08 June 2014

Designing your new course in the fall – don't make too-specific plans right now.

As you’re planning a new course – one you’ve never taught before – for the fall, it’s tempting to use the available summer time to plan everything down to the day.  While that sounds great in principle, such an attempt is doomed to disappointment.  You’ll never actually finish the planning this summer, for one thing.  More importantly, no battle plan survives contact with the enemy.  You might have the most wondrous sequence for October 17-24 to study linear momentum… but all it takes is a missed day for a statewide power outage on October 1 plus an unscheduled pep rally, and suddenly you have to re-plan.

Before you even begin, recognize that course development is a long-term, multi-year process.  It takes me two to five years before I’m truly comfortable with a set of course materials.  Expect that you'll prepare for activities, structures, and assignments that simply don’t work.  Be ready to switch gears midstream.*  Be like the electron, with a wave function well-distributed among many possibilities, but uncollapsed until the school  year progresses.

* Mixed metaphors are legal in physics blogs.
  
I start the summer with the same sort of planning I’d do for a class I’ve taught before:  I choose a plan for testing*, and choose major test dates that are not likely to conflict with other school events.  I make a general outline of topics overlaid on my school calendar, so I can see the approximate pace I need to set.  I write a brief syllabus communicating expectations for problem sets and such.

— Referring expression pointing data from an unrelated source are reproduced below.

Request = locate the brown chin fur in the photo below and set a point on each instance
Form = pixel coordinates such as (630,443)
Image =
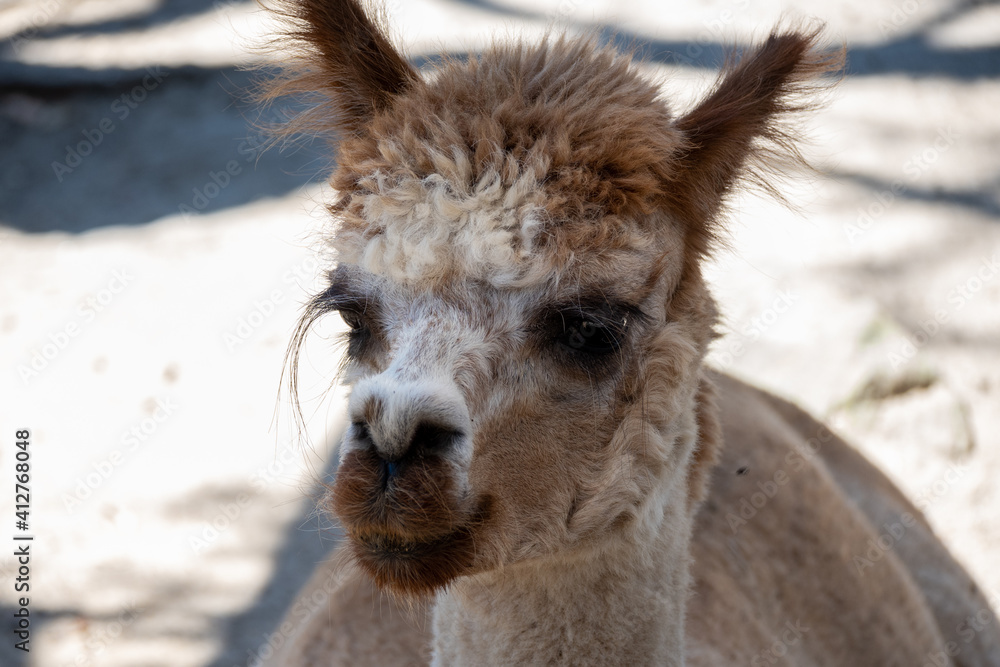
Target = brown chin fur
(411,533)
(412,567)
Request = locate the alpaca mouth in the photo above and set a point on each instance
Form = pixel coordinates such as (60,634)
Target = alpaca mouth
(412,566)
(393,547)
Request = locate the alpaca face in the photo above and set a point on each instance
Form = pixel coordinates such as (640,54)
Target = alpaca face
(484,415)
(518,240)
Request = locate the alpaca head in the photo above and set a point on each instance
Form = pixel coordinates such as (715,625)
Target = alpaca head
(518,239)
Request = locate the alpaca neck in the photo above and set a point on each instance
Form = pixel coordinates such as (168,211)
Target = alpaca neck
(616,605)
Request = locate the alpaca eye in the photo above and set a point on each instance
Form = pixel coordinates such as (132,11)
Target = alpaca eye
(590,337)
(352,319)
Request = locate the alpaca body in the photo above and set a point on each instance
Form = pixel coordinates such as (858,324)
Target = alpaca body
(747,605)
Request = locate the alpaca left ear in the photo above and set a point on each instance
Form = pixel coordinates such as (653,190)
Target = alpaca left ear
(346,64)
(741,128)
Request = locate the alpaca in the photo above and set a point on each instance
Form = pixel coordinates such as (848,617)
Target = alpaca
(540,469)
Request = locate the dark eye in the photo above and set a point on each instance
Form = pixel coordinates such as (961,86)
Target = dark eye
(589,336)
(352,319)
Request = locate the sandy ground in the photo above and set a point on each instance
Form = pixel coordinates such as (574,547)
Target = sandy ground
(150,284)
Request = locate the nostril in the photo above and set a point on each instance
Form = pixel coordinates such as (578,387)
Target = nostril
(433,438)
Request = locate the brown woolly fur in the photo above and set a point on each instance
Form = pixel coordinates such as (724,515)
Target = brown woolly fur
(539,466)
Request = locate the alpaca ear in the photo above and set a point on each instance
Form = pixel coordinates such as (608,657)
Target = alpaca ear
(346,65)
(741,129)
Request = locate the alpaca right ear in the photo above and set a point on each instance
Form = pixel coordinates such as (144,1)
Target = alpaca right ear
(345,63)
(742,131)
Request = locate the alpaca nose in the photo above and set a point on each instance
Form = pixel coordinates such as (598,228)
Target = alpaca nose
(400,421)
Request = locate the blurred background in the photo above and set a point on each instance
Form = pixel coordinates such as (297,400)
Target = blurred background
(153,258)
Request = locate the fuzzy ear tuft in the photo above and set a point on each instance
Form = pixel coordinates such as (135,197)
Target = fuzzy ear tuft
(343,65)
(743,130)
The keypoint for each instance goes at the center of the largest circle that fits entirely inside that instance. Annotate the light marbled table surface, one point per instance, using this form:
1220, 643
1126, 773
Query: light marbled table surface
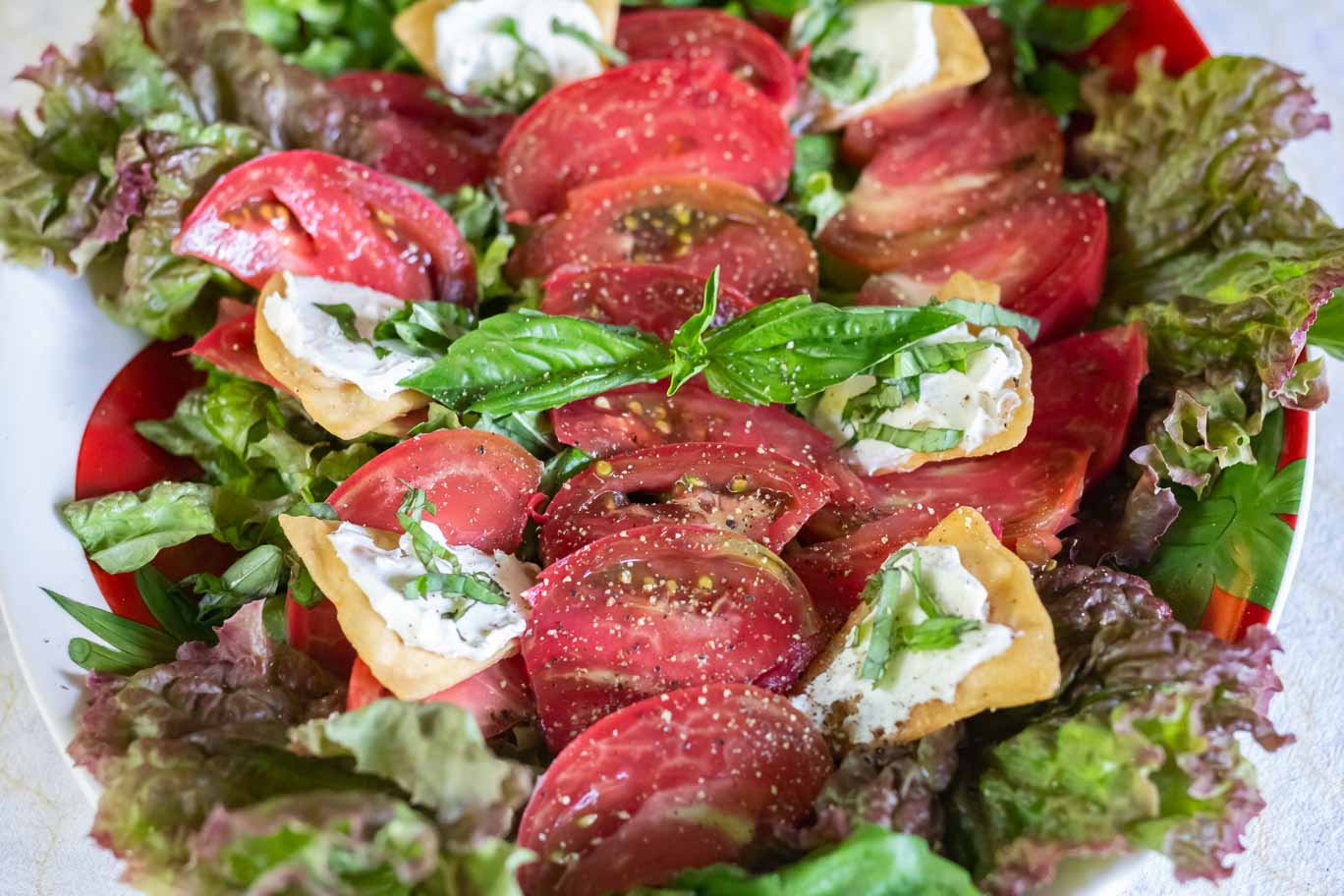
1295, 849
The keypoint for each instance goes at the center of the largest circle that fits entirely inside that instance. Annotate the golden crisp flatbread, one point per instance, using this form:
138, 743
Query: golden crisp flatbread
961, 62
1026, 672
342, 409
410, 673
415, 28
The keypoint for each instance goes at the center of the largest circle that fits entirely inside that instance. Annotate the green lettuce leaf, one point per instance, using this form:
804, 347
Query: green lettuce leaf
124, 531
1213, 248
434, 753
1138, 752
872, 862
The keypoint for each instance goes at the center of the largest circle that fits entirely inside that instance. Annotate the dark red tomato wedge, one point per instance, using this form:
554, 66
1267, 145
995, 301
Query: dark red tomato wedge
866, 138
656, 609
497, 698
318, 215
116, 458
657, 117
1087, 390
1146, 25
1030, 490
715, 37
746, 490
231, 344
640, 417
975, 157
679, 781
480, 482
1047, 255
316, 632
691, 223
656, 299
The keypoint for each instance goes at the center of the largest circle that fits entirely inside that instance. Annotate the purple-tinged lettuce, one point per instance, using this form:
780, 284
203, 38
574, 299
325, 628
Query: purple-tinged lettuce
1138, 752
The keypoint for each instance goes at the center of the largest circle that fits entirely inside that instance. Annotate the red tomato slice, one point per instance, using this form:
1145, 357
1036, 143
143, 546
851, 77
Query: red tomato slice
1087, 391
480, 482
866, 138
656, 609
497, 698
116, 458
653, 117
656, 299
640, 417
746, 490
1031, 490
1047, 255
976, 157
316, 632
715, 37
231, 344
1146, 25
313, 214
691, 223
679, 781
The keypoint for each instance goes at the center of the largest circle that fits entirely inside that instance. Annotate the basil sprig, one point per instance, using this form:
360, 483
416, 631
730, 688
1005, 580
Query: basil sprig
778, 352
452, 582
887, 628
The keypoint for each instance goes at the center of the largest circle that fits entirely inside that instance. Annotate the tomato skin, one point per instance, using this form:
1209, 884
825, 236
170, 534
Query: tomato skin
1087, 391
497, 698
481, 483
605, 500
629, 418
625, 797
656, 117
654, 609
316, 632
231, 344
715, 37
314, 214
1030, 490
760, 252
1047, 255
656, 299
116, 458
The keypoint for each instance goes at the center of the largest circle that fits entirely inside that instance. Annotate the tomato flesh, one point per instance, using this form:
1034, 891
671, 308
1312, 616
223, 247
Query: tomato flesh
497, 698
1030, 490
748, 490
693, 223
656, 299
657, 117
975, 157
715, 37
680, 781
1047, 255
1087, 391
318, 215
480, 482
656, 609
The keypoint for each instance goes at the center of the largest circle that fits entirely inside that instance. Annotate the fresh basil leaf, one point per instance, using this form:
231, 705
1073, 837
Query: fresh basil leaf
791, 348
139, 643
171, 607
986, 314
603, 51
689, 351
423, 329
924, 441
562, 468
346, 318
530, 362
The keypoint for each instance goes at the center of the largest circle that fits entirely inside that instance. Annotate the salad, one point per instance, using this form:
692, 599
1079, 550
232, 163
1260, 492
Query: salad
806, 448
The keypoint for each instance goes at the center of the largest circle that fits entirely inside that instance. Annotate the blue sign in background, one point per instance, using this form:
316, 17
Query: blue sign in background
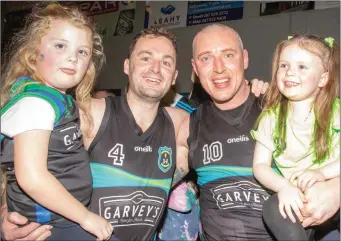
213, 11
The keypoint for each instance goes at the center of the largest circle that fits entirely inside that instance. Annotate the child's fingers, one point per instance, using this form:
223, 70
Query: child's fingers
311, 182
289, 212
294, 176
281, 210
300, 180
297, 209
303, 199
306, 180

* For AP Physics 1, I think I’m going to try giving a weekly 10 question multiple choice test on Fridays, and a free response test every three or four weeks on lab day. 

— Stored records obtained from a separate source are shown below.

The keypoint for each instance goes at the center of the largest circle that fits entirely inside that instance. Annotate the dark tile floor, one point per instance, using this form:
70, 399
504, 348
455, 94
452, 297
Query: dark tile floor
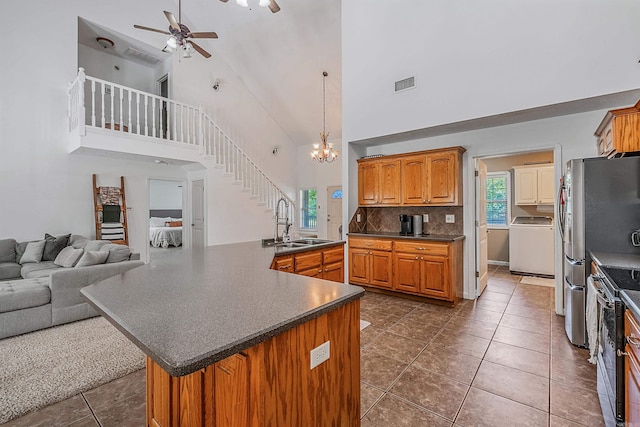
501, 361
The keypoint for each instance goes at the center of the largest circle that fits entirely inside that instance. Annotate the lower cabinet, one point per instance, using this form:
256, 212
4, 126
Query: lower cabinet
325, 264
632, 369
425, 268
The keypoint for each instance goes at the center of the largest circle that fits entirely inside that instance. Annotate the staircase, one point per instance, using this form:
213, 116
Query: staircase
104, 107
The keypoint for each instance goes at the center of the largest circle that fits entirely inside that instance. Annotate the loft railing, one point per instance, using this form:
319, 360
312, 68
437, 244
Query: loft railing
97, 103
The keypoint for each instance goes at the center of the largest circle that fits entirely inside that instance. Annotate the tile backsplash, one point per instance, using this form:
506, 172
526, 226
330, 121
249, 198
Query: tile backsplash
386, 219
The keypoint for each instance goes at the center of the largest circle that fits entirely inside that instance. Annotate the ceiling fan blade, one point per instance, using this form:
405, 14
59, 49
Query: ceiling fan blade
200, 50
203, 35
140, 27
274, 6
172, 20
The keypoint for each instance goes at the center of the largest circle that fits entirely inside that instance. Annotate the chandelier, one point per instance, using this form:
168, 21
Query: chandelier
324, 152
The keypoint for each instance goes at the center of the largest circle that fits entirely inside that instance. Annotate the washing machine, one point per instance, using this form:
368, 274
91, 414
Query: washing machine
531, 247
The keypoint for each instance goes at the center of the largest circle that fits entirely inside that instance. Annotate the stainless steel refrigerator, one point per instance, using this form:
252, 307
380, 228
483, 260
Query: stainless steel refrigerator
601, 210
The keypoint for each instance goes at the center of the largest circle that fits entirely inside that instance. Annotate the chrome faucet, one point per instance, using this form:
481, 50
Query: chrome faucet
285, 222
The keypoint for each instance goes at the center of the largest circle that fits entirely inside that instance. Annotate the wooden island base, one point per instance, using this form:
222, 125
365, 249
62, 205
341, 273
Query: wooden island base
271, 383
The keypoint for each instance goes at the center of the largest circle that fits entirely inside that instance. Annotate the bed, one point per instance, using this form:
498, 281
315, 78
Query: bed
165, 228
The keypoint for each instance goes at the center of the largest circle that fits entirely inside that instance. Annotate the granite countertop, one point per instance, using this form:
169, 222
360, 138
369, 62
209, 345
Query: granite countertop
609, 259
202, 306
632, 300
434, 237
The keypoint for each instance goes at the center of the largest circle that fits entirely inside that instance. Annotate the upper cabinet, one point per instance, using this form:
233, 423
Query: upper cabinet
534, 185
426, 178
619, 132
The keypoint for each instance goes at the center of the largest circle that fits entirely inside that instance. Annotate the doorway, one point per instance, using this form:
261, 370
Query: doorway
495, 208
166, 213
334, 212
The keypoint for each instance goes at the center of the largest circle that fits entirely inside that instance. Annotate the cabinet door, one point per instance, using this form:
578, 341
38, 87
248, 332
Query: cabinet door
334, 272
526, 182
441, 178
414, 180
435, 277
359, 266
368, 176
546, 190
380, 275
407, 272
389, 184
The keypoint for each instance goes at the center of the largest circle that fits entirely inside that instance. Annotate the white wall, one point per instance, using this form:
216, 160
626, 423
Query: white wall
476, 59
320, 176
165, 194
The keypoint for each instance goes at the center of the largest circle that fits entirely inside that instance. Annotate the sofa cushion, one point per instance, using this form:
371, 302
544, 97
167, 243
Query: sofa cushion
29, 268
10, 270
92, 258
68, 257
33, 252
7, 250
117, 253
53, 246
24, 293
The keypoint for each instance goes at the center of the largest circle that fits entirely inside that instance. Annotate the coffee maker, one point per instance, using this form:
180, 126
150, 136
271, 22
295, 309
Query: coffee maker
406, 225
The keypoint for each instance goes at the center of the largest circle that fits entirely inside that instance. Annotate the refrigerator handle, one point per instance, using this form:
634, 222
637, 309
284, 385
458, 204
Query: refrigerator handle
560, 210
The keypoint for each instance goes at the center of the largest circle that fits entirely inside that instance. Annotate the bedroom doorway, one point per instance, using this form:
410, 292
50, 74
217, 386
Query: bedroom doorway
166, 201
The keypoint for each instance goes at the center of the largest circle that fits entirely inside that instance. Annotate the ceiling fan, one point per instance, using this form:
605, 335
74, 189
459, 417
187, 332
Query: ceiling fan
181, 35
273, 6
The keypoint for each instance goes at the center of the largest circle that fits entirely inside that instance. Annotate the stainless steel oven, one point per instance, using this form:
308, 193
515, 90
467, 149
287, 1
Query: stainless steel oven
610, 364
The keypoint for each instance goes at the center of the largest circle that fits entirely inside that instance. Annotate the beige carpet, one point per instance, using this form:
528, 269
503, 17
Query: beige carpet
538, 281
48, 366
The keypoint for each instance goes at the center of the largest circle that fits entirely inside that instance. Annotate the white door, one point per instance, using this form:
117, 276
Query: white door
482, 264
197, 214
334, 213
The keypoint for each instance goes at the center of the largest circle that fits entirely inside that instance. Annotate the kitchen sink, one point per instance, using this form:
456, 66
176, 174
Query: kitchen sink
311, 241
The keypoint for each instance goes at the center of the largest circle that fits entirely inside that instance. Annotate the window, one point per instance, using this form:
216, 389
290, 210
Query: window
498, 203
308, 205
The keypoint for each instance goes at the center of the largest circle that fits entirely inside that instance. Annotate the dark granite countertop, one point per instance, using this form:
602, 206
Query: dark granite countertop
201, 306
435, 237
632, 300
609, 259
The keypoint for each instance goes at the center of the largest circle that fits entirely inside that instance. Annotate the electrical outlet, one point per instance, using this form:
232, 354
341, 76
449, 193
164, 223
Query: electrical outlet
320, 354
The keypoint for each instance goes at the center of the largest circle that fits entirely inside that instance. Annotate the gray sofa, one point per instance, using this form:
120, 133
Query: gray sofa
38, 295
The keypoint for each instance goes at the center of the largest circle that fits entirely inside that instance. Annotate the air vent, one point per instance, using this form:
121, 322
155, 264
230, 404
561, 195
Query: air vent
145, 57
405, 84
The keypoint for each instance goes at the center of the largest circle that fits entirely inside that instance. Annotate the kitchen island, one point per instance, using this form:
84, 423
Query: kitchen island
229, 342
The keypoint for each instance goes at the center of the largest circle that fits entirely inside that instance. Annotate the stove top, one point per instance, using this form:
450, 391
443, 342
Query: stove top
622, 278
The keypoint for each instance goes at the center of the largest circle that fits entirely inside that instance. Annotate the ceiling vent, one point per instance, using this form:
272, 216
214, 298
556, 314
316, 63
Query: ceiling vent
405, 84
145, 57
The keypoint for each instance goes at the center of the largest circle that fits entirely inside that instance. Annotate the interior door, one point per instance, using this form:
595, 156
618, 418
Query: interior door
334, 212
482, 251
197, 212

Next, I prepare to write my tests.  This doesn't mean I write my tests ahead of time!  Since I’m choosing only the test dates in advance, and since every test is cumulative, I can’t necessarily predict what kinds of questions my class will be ready for.  So all I can do in the summer is collect and organize as broad a swath of test questions as possible.

Organization is the key here.  My own choice is to print a dedicated hard copy of every source of test questions that I might use.  I put this stack of paper in a folder, with each source labeled.  I also have a PDF scan of these sources in a computer file marked “test sources for AP Physics 1.”  When it comes time during the year to write a test, I browse through this large stack of hard copy to find questions on the correct topics.  As I use a question, I mark it off on the hard copy so that I avoid later duplication.  Then I go to the PDF source to copy and paste the question into Microsoft word.  In the summer, the goal isn't to write the tests – it’s to make the eventual process into a straightforward exercise in compilation rather than a creative writing job.

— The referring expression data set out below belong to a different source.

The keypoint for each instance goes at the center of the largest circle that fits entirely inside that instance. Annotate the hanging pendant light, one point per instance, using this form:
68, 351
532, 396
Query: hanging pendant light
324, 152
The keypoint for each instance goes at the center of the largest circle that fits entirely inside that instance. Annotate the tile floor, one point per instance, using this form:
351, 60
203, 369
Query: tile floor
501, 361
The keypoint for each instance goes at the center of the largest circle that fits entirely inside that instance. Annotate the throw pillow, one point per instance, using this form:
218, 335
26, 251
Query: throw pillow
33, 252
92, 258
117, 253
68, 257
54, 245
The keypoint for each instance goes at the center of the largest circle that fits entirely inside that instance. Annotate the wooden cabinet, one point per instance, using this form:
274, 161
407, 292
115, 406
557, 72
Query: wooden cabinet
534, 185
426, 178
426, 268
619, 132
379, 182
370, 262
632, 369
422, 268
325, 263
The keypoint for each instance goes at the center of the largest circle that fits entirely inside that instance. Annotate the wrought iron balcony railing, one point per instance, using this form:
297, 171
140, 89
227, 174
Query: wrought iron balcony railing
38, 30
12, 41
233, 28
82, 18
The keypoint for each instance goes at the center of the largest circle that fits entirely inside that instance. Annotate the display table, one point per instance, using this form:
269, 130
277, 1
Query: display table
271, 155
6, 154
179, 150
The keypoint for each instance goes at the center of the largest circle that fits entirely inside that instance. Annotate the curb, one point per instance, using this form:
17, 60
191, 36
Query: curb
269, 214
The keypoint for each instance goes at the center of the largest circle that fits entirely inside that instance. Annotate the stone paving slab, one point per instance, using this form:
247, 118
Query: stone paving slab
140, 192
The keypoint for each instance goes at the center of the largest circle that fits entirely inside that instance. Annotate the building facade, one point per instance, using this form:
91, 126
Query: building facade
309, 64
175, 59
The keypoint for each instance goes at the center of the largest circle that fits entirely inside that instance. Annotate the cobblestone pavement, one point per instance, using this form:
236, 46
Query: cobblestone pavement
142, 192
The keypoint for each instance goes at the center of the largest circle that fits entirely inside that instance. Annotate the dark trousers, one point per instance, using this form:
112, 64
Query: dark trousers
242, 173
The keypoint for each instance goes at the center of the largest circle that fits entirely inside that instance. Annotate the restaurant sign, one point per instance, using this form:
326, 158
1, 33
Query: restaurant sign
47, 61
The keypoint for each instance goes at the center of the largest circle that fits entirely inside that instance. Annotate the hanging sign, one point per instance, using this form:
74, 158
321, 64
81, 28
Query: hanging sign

I write about two weeks’ worth of problem sets and in-class exercises.  For these early classes, I can be pretty accurate about the day to day progress of the course.  I’m as much brainstorming the style and scope of the questions I’m intending to ask as I am finding just the right questions to provide content practice.  I don't do any detailed planning beyond about that two week window, though.  

And finally, I gather resources related to each topic.  In particular, I've been recasting some of the quantitative demonstrations I've done for years as in-class predictive lab exercises; and I've been gathering equipment and brainstorming rotational motion labs and demonstrations.  Here I'm not making specific plans.  The day-to-day choices about the sequencing of each topic are, I think, best left for later. In the past when I have attempted to make a day-by-day plan months in advance, I've found in the moment that all that work was for naught.  Early on, I learn how the students react to my course structure and style.  I change a lot based on what works and what doesn't.  So it's best to wait to plan later units until I've had some experiences to build on.